Prospective validation of a new imaging scorecard to assess leptomeningeal metastasis: a joint EORTC BTG and RANO effort
Emilie Le Rhun 1 2 , Patrick Devos 3 , Sebastian Winklhofer 4 , Hafida Lmalen 5 , Dieta Brandsma 6 , Priya Kumthekar 7 , Antonella Castellano 8 , Annette Compter 6 , Frederic Dhermain 9 , Enrico Franceschi 10 , Peter Forsyth 11 , Julia Furtner 12 , Norbert Galldiks 13 , Jaime Gállego Pérez-Larraya 14 , Jens Gempt 15 , Elke Hattingen 16 , Johann Martin Hempel 17 , Slavka Lukacova 18 , Giuseppe Minniti 19 , Barbara O'Brien 20 , Tjeerd J Postma 21 , Patrick Roth 1 , Roberta Rudà 22 , Niklas Schaefer 23 , Nils O Schmidt 24 , Tom J Snijders 25 , Steffi Thust 26 , Martin van den Bent 27 , Anouk van der Hoorn 28 , Guillaume Vogin 29 , Marion Smits 27 30 , Joerg C Tonn 31 , Kurt Jaeckle 32 , Matthias Preusser 33 , Michael Glantz 34 , Patrick Y Wen 35 , Martin Bendzsus 36 , Michael Weller 1
Background: Validation of the 2016 RANO MRI scorecard for leptomeningeal metastasis failed for multiple reasons. Accordingly, this joint EORTC Brain Tumor Group and RANO effort sought to prospectively validate a revised MRI scorecard for response assessment in leptomeningeal metastasis.
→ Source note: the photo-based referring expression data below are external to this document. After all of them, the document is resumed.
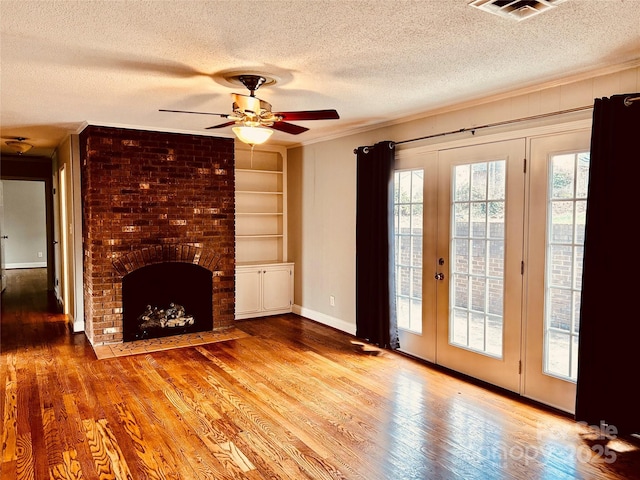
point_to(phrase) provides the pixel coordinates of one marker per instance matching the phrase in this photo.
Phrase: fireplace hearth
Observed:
(168, 298)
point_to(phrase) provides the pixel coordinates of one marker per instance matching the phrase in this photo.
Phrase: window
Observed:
(477, 246)
(408, 226)
(566, 213)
Methods: Coded paired cerebrospinal MRI of 20 patients with leptomeningeal metastases from solid cancers at baseline and follow-up after treatment and instructions for assessment were provided via the EORTC imaging platform. The Kappa coefficient was used to evaluate the inter-observer pairwise agreement.
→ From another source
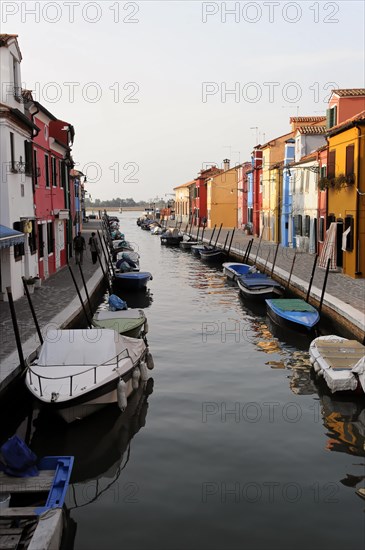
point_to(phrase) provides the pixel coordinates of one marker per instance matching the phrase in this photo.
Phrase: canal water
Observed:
(231, 446)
Results: Thirty-five raters participated, including 9 neuroradiologists, 17 neurologists, 4 radiation oncologists, 3 neurosurgeons and 2 medical oncologists. Among single leptomeningeal metastases-related imaging findings at baseline, the best median concordance was noted for hydrocephalus (Kappa=0.63), and the worst median concordance for spinal linear enhancing disease (Kappa=0.46).
The median concordance of raters for the overall response assessment was moderate (Kappa=0.44). Notably, the interobserver agreement for the presence of parenchymal brain metastases at baseline was fair (Kappa=0.29) and virtually absent for their response to treatment. 394 of 700 ratings (20 patients x 35 raters, 56%) were fully completed. In 308 of 394 fully completed ratings (78%), the overall response assessment perfectly matched the summary interpretation of the single ratings as proposed in the scorecard instructions.
Conclusion: This study confirms the principle utility of the new scorecard, but also indicates the need for training of MRI assessment with a dedicated reviewer panel in clinical trials. Electronic case report forms with "blocking options" may be required to enforce completeness and quality of scoring.